The online consultation period for the vision, goals and future of the community’s urban forest has been open since June, and you can contribute more than just opinions. Share photos of Courtenay’s urban forest to a crowd sourced “story map”. One photo will be chosen from all submissions for the cover of the Urban Forest Plan; the winner will also receive a $200 gift certificate to a local nursery. Access the Interactive Crowd-sourced Online Map at www.courtenay.ca/urbanforest, or submit your photo by email to planning@courtenay.ca

“We thought we’d try this new consultation tool with more creative options for people to share their thoughts and visions for the urban forest,” says Nancy Gothard, Policy Planner with the City of Courtenay. “We hope people will show us their special trees and forest places and hopefully have a bit of fun in the process, in addition to the online survey.”

An urban forest strategy is a planning tool that identifies opportunities and challenges for trees and forest stands on public and private land. The City’s strategy will set a canopy cover target for the community as a whole, and for specific areas and land uses. The canopy cover target will inform which areas should be a priority for tree protection, and in which areas replanting would be beneficial.

Communities around the province are adopting urban forest strategies to address environmental and habitat protection, stormwater management, climate change, and liveability.
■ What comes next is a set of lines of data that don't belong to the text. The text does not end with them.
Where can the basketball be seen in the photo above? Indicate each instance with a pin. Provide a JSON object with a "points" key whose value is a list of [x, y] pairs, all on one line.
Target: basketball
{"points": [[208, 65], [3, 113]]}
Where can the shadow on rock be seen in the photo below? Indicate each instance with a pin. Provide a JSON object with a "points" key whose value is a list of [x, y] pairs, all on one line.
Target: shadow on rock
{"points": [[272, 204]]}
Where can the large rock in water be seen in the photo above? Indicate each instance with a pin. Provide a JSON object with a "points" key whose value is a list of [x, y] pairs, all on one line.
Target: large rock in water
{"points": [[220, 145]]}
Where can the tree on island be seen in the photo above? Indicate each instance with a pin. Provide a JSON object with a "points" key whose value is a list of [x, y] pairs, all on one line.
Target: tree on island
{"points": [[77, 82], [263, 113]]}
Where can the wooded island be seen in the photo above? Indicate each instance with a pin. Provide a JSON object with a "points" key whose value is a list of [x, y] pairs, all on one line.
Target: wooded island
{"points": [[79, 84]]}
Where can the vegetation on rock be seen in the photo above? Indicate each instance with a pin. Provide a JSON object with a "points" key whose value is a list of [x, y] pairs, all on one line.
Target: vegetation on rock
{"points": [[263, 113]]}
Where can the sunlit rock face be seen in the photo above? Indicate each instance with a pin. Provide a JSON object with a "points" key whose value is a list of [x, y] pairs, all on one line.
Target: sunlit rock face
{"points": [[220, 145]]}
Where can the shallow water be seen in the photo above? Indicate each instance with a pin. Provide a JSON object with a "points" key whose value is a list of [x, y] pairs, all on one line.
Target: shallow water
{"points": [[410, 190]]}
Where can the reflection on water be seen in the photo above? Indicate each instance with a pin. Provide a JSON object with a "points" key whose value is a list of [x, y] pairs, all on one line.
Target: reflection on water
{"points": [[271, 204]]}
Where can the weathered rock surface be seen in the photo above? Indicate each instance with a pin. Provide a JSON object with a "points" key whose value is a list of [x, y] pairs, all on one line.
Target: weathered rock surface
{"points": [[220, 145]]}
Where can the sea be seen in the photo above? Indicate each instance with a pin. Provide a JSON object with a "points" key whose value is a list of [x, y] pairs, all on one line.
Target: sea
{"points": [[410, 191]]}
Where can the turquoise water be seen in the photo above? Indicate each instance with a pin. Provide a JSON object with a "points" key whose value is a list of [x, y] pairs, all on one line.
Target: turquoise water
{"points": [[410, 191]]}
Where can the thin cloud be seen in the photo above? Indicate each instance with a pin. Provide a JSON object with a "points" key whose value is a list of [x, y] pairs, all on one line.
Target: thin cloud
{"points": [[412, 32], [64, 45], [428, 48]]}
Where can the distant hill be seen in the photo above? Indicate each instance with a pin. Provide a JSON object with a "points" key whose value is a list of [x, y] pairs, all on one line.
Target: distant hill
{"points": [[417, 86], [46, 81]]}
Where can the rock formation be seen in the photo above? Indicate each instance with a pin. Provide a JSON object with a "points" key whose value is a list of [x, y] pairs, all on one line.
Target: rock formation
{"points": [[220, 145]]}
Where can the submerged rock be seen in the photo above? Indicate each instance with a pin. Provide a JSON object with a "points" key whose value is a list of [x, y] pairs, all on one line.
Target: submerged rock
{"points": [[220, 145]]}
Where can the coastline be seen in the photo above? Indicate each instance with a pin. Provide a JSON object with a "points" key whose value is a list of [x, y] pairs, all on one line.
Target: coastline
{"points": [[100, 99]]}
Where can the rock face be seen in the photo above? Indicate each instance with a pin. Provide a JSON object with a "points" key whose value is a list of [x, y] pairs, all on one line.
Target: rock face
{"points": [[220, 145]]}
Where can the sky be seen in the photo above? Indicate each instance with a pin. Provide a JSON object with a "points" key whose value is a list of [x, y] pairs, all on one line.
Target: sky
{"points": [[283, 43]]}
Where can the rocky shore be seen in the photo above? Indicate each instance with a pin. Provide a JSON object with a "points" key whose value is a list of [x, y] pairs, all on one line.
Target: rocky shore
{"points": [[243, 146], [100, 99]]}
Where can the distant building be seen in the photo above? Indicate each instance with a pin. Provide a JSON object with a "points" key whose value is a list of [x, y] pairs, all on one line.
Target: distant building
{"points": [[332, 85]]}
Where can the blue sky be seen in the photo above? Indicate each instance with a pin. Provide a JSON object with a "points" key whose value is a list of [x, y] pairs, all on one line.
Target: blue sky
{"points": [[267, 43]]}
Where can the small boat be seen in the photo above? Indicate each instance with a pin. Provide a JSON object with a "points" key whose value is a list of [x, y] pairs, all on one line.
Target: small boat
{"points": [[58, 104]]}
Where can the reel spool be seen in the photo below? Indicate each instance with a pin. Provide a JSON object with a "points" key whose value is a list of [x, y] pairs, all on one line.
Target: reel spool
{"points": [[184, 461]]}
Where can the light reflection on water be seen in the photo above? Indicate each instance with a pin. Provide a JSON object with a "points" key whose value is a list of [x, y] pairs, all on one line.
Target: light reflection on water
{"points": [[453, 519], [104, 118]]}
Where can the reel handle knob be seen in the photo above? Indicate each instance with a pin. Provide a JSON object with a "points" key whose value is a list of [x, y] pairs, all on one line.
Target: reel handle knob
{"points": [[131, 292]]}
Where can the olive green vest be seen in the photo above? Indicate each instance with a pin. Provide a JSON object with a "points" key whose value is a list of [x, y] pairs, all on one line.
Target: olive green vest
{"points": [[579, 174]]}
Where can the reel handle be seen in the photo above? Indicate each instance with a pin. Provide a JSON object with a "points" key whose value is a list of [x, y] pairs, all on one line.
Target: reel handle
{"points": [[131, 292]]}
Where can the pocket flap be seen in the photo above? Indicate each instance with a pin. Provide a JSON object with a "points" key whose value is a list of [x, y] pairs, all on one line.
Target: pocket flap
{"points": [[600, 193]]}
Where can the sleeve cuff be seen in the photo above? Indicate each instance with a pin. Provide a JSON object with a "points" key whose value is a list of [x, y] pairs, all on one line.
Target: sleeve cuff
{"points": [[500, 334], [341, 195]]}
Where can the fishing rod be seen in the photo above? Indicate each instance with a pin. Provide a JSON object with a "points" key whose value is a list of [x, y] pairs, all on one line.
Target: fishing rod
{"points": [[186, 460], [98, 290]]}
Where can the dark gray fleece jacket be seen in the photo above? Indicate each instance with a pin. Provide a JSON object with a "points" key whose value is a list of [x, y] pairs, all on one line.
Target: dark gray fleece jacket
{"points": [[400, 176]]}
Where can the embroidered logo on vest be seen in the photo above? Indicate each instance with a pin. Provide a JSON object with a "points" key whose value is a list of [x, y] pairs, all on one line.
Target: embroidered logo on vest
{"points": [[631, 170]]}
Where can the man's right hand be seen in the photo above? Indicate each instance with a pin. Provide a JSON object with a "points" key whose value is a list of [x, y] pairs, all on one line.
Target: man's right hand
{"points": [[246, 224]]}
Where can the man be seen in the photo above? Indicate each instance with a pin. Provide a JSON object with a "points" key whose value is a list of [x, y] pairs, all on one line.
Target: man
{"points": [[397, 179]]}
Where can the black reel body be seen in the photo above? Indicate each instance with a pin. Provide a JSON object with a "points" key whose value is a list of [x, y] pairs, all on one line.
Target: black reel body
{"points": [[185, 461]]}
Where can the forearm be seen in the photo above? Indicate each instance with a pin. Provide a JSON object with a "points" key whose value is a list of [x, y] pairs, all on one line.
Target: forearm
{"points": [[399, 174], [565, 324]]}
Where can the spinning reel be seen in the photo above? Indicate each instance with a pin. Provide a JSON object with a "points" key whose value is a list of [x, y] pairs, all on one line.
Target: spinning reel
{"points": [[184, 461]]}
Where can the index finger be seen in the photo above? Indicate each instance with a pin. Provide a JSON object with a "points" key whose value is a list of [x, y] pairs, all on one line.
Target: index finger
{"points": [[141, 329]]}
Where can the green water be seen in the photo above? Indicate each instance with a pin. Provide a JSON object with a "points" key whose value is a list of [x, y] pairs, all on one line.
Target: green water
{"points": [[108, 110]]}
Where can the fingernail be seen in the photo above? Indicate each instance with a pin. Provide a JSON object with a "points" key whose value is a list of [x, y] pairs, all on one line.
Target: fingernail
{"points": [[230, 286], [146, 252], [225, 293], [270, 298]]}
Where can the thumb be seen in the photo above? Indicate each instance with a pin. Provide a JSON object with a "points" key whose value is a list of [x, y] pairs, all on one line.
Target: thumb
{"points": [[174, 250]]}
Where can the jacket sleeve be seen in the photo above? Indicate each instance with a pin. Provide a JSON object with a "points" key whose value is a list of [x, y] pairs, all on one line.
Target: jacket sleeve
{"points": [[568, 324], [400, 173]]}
Urban forests are increasingly being considered community assets similarly to traditional assets such as roads and utilities.

“The success of the urban forest will ultimately depend on how engaged citizens are in contributing to it,” continues Gothard. “Unlike other public assets, green assets such as trees grow across boundaries and depend on the participation of many. We’re getting a wide variety of photos, most of which include trees as important elements of character streetscapes.”

The story map application is user friendly and available on mobile devices as well as desktop and laptop computers combined with digital cameras. The City will use the urban forest consultation experience of the crowd sourced story map to determine if it has appeal for other consultation applications in the future.

There is no limit to the number of photos and comments that can be added to the map.  Participants may also flag areas needing improvement, and include photos from other communities to share examples from beyond Courtenay’s borders. The story map will be available even after the public consultation period has concluded as a permanent tool for virtual exploration and education of Courtenay’s urban forest.

“Even if a person doesn’t have a photo to share, they’re still welcome to navigate what’s already been posted and take a virtual tour from the eyes of neighbours,” notes Gothard.

Courtenay City Council directed staff to develop an Urban Forest Strategy after the adoption of a new Tree Bylaw last spring. Earlier in the summer the City held two public workshops and a number of stakeholder consultation meetings.

The online story map, survey, summary notes from the public workshop and preliminary baseline analyses are available at www.courtenay.ca/urbanforest  The draft strategy is expected to be available for public review in the fall.